Synthesis and characterization of LaHg6.4. (a) Sealed Ta ampoules contain custom-made alumina crucibles, shown in (b). (c) The residual mercury is easily decanted. The resultant crystals have needle- or slab-like morphology. (d) To protect samples from oxidation, single crystals are sealed under argon inside a quartz capillary. (e, f) A cell designed for measuring the resistivity of air-sensitive samples—wires are held in place by a Plexiglas platform, and the sample is surrounded by vacuum grease.

The specific heat data were collected on a QD Physical Property Measurement System (PPMS) in the temperature range from T = 0.4 to 10 K for magnetic fields up to H = 9 T. Given the high air sensitivity of the LaHg6.4 crystals, a large amount of grease was used to protect the sample. This, together with the small size of the signal produced by the LaHg6.4 crystal, can sometimes lead to a large background contribution to the specific heat. As a result, it is possible that the magnitude of the specific heat jump is underestimated.

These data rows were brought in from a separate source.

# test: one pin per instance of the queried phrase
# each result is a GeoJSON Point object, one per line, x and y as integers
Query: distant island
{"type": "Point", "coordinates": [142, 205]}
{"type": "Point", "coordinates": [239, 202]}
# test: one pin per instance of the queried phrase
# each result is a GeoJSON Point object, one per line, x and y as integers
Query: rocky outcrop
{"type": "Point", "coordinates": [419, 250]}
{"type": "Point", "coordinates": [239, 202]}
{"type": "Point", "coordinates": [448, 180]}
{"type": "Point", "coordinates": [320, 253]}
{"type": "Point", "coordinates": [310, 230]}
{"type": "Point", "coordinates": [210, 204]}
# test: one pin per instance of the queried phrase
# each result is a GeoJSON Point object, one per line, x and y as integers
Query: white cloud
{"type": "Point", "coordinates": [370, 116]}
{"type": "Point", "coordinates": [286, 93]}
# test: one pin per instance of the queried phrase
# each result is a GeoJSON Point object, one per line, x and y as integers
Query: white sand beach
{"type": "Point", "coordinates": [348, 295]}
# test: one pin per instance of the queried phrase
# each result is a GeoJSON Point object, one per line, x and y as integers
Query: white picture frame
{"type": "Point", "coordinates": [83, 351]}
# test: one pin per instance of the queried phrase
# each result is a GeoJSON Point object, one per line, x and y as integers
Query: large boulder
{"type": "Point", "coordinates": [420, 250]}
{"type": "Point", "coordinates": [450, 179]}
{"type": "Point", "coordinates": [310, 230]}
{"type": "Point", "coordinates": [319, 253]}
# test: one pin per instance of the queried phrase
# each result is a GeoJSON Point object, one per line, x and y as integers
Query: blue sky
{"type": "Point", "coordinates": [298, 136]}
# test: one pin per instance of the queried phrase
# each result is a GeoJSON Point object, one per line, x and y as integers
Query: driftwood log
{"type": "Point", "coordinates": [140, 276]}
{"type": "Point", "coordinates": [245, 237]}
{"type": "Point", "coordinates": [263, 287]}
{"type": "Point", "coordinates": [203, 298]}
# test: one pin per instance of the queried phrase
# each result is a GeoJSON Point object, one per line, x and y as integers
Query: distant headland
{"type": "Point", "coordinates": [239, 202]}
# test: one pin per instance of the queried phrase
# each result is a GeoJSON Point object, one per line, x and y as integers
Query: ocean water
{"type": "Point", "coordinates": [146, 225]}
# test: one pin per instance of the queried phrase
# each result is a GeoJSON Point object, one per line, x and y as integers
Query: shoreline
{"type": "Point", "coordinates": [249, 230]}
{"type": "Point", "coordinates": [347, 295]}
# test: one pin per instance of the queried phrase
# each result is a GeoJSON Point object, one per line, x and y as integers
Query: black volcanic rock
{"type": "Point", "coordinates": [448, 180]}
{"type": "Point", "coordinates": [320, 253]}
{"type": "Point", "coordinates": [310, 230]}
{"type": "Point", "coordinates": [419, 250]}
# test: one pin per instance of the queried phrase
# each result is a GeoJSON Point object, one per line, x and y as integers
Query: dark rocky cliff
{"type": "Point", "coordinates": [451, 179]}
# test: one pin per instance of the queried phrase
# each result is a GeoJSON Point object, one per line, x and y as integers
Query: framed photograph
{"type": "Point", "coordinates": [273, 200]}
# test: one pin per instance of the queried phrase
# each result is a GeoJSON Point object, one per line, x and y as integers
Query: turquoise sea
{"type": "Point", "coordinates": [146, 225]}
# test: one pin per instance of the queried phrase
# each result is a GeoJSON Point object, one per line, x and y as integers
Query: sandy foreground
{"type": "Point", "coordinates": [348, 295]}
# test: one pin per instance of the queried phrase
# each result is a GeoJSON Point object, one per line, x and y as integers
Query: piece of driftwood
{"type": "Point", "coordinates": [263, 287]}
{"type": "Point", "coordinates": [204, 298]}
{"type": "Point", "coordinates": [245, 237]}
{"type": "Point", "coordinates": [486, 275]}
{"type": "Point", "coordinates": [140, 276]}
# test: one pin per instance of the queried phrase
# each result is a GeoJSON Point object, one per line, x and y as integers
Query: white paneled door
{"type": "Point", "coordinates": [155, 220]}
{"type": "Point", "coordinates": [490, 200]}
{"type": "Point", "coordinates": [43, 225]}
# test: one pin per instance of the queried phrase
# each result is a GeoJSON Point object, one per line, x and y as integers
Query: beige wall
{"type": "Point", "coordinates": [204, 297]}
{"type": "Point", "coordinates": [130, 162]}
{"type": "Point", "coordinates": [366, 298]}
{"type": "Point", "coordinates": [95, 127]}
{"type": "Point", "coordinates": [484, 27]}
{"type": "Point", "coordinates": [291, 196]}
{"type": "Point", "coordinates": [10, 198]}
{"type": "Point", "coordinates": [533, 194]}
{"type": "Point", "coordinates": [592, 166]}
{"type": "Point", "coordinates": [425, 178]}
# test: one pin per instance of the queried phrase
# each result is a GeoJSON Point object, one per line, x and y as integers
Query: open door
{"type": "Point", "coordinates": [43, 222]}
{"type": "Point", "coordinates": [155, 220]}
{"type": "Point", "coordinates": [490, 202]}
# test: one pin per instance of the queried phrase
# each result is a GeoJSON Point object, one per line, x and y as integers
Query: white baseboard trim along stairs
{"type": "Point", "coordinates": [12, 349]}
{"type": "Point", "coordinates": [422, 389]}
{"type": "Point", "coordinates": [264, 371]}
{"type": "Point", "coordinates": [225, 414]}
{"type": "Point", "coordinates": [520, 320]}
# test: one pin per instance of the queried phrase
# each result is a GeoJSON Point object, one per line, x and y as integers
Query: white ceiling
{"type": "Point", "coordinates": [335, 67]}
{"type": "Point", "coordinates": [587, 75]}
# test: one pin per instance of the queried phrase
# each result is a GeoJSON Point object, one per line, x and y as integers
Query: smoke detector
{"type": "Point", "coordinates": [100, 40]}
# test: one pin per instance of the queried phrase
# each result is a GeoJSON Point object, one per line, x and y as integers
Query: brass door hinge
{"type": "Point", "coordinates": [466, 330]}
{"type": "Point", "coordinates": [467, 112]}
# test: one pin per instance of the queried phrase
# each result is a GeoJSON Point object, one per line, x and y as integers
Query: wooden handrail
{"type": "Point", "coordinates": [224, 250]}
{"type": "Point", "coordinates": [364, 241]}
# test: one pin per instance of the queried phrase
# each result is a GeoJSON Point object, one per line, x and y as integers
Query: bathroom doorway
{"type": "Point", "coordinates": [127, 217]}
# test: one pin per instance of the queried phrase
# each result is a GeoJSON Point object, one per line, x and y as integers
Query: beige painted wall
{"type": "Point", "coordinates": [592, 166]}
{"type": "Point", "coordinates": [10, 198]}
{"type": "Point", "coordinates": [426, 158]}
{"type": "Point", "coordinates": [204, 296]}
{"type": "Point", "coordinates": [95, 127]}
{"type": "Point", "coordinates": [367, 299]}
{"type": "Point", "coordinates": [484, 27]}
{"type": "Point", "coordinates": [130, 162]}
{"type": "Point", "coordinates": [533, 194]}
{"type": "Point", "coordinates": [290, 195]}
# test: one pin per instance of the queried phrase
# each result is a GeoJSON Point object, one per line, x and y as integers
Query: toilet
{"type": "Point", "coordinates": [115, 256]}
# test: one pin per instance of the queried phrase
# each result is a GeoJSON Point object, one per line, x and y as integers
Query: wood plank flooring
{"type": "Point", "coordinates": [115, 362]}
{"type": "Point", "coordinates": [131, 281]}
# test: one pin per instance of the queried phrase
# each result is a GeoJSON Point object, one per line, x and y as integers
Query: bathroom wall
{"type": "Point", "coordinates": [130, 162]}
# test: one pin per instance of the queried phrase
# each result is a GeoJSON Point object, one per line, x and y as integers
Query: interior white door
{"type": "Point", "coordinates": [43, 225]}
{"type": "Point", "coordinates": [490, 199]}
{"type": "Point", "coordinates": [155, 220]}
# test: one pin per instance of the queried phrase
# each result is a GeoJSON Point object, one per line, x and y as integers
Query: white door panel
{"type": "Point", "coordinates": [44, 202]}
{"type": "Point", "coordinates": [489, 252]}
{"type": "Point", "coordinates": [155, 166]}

For resistivity measurements, it was noticed that silver paint or glues react with the surface of the LaHg6.4 crystals, producing a thin layer of mercury. In this case, the resistivity measurements are dominated by the properties of mercury. To address this challenge, a special cell was designed—see Figure e,f. The handling of the cell was done inside a glovebox. The cell is composed of two sheets of Plexiglas, held together by screws, with platinum wires pressed on top of the sample. A layer of grease was used to protect the sample from oxidation. The superconducting transition observed in resistivity was offset by approximately 1 K from that observed in magnetization and specific heat data. This can either be attributed to (i) the thermal lag in coupling between the sample and the platform or (ii) the pressure effect, induced by the plates. The inherent reason behind this discrepancy is still being investigated.